By the time they had begun to chart their return journey across the Atlantic, away from New York harbor, the crew members all looked alike, smelled alike, acted alike. Being imprisoned in such close quarters for so long, many mannerisms, curses, and facial expressions had become identical. Each man’s individual habits became known intimately among the entire crew—how they snored, how they laughed, how they ate. They were a close team; only two had felt sick with what seemed to be a severe flu.

On previous voyages, Werner had enjoyed that supernatural rapport, that sharing of secrets no other human beings could understand. But now it worked against them, because the entire crew knew, to a man, that they were doomed. The sickness ran rampant in the great iron coffin of U-415.

Werner descended into the submarine, using each rung of the aluminum ladder. His trembling legs would not let
him slide
down to the deck plates as he had always done before. Inside the conning tower, three men shared a cigarette, keeping it protected from the breakers and spray that too often extinguished a smoke. The acrid smell of burning tobacco struck Werner as refreshing compared to the fetid air inside the boat.
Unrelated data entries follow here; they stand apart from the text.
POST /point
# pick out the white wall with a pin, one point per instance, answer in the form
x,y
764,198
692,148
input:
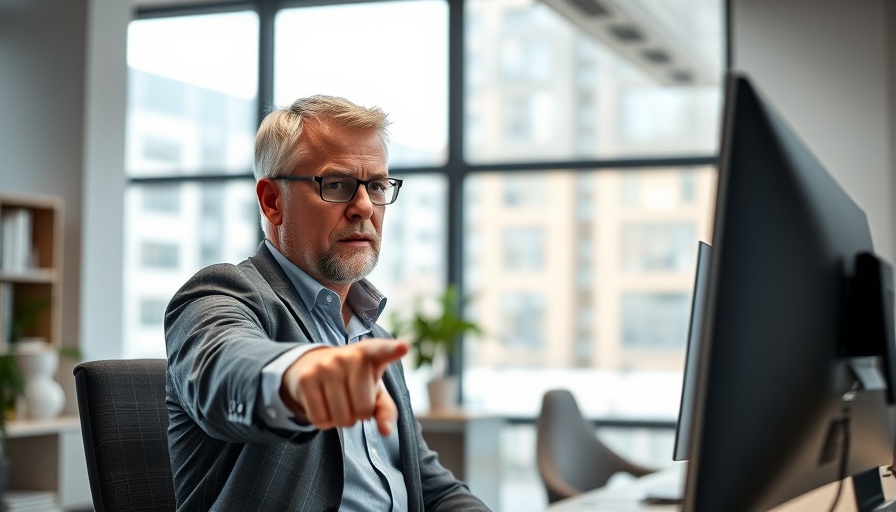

He removed his white cap and found that clumps of his beautiful dark hair had stuck to the sweat inside. Werner had given his mother a lock of hair before departing on this voyage; she had pasted it in her keepsake book....
 
Most of the crew had patchy baldness, skin sores, nausea, and terrible dysentery.

His executive officer, Gormann, had been one of the first. Days before, Captain Werner had knelt beside Gormann’s bunk, whispering to him. Gray and clammy, the exec was surrounded by an awful smell. He looked as if he had been boiled alive in some caustic substance.